Disclaimer: Fourth verse, same as the first. In addition to my insanity, I also currently own a half-full bottle of Mountain Dew. I'm going to start saying that Mountain Dew was what Gibbs had in that little bottle of his. I know that's how I'd survive having a crazy like a fox Captain Jack Sparrow as my captain. May, 2004.

Author's notes: Same challenge, last drabble. The Surgeon's General has warned that logic took one look at this drabble and ran screaming out the door; your brain may do the same. Based on past reported experiences, I caution you all now not to be eating or drinking anything while reading this drabble, and to make sure that if you are reading this at work, that no one else is nearby.
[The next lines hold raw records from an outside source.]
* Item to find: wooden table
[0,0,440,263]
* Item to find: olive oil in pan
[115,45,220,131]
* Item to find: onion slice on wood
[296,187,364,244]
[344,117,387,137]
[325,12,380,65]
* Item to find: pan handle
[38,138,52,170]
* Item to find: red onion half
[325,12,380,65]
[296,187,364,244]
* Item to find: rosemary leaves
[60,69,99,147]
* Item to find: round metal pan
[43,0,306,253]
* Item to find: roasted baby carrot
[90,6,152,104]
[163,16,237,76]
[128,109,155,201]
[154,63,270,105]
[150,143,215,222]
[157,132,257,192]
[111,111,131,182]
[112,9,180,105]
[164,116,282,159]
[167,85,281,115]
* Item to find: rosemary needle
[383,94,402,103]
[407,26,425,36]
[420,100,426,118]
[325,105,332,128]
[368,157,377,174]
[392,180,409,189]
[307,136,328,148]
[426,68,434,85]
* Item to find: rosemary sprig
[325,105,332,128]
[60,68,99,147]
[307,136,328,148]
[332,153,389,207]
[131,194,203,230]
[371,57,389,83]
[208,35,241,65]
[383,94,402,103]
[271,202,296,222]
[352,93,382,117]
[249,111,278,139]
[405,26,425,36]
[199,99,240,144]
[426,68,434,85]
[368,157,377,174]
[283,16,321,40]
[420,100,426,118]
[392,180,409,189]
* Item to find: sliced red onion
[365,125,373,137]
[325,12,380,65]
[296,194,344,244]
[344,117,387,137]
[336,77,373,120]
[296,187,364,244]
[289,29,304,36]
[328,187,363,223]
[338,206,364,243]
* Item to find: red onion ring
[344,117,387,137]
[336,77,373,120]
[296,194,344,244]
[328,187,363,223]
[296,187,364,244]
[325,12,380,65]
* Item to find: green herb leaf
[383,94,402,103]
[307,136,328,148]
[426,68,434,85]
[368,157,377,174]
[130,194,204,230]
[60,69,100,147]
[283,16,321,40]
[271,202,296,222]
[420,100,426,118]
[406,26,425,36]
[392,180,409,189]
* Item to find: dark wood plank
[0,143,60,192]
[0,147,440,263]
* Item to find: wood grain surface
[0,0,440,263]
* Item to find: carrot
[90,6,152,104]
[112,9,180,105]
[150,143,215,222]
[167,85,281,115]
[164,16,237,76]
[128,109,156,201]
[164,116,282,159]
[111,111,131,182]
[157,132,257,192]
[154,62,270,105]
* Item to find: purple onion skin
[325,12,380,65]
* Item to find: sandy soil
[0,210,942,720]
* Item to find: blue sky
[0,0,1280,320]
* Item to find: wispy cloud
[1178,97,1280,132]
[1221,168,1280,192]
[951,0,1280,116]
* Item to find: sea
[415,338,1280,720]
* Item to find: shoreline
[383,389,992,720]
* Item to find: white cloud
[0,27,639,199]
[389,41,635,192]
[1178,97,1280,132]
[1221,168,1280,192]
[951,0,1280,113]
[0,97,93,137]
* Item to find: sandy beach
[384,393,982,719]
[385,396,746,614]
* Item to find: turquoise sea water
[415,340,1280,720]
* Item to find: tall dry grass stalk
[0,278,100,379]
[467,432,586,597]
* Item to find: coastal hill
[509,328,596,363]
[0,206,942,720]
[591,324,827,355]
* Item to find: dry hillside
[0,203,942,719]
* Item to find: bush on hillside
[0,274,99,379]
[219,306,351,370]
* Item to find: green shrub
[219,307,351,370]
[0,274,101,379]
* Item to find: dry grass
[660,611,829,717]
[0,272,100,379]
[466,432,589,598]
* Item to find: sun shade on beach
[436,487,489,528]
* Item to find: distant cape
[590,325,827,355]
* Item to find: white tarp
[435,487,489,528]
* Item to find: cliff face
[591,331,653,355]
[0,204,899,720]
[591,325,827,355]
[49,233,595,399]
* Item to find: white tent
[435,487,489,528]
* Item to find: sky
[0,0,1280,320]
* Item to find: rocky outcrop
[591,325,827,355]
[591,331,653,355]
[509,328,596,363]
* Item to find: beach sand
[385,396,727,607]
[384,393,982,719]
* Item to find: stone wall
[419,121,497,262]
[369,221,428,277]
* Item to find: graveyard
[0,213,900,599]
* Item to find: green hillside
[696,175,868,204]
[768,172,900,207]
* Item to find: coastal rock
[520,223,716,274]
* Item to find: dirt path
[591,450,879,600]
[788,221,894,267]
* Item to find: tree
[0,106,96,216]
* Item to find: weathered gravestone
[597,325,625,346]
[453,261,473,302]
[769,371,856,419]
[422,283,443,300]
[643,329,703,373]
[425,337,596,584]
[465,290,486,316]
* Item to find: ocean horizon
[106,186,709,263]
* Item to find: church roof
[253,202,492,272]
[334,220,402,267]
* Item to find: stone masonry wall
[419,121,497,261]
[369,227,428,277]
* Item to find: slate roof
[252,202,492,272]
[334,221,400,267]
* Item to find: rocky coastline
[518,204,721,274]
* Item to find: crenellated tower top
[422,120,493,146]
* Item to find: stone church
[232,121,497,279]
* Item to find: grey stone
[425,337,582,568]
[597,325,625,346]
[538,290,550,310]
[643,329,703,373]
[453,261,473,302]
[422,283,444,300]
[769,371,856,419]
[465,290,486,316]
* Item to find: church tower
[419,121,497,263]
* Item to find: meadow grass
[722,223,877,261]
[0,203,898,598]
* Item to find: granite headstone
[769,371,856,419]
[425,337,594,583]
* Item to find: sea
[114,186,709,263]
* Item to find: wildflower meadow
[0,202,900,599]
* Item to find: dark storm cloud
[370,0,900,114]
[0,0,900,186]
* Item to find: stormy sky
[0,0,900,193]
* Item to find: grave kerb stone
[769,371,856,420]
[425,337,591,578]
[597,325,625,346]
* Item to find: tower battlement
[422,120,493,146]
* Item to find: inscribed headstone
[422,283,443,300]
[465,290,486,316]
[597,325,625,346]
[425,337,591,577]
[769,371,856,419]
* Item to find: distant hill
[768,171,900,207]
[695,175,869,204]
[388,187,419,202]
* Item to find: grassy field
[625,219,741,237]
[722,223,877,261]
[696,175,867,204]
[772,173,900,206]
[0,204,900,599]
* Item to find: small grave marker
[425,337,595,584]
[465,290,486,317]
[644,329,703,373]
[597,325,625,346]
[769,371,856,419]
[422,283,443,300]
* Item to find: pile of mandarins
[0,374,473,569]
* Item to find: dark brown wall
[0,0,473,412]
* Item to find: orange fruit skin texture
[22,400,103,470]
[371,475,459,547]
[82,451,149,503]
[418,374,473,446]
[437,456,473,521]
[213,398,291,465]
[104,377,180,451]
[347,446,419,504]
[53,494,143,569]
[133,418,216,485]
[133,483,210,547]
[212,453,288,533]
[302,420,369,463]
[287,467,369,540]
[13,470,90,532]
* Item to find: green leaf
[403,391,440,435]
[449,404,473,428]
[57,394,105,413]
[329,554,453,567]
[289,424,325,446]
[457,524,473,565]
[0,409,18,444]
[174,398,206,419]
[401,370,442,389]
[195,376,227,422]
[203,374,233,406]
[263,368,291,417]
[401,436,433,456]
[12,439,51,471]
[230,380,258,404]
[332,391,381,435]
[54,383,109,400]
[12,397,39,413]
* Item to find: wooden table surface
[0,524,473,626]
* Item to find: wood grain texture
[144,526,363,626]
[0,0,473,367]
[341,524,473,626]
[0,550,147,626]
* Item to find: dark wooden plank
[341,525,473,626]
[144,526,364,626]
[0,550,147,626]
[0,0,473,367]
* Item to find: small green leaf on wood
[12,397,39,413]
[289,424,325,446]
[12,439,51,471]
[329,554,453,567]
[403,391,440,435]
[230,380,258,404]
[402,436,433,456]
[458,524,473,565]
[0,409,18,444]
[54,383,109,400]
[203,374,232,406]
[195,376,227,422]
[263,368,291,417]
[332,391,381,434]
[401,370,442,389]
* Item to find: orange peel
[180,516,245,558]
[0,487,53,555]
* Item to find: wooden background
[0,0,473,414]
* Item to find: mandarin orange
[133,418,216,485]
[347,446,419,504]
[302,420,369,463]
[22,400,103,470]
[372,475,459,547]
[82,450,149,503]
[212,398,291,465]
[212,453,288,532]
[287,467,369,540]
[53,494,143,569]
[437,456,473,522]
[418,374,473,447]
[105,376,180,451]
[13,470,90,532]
They might think you've gone starkers, otherwise. If you choose to ignore this warning, I am not responsible for whatever food or drink you may spit at your computer.

A triple crossover this time. POTC, Lord of the Rings and The Dukes of Hazzard. With a crispy, crunchy topping of a fourth genre at the end. Inspired in part by a random Dukes mention on one of Biz's LiveJournal posts. :)

THE PIRATES OF

HAZZARD POND

BY

KAHVA

"So… You're a pirate, and when you left…"

"Tortuga."

"Tortuga. When you left there, you somehow ended up in a place called…"

"Middle-Earth, is what they told me, mate."

"The name's Luke, Captain Sparrow. Luke Duke. My cousin over there is Bo Duke."

"Ahh, yes… He's having a hard time with that Gollum bloke, isn't he?"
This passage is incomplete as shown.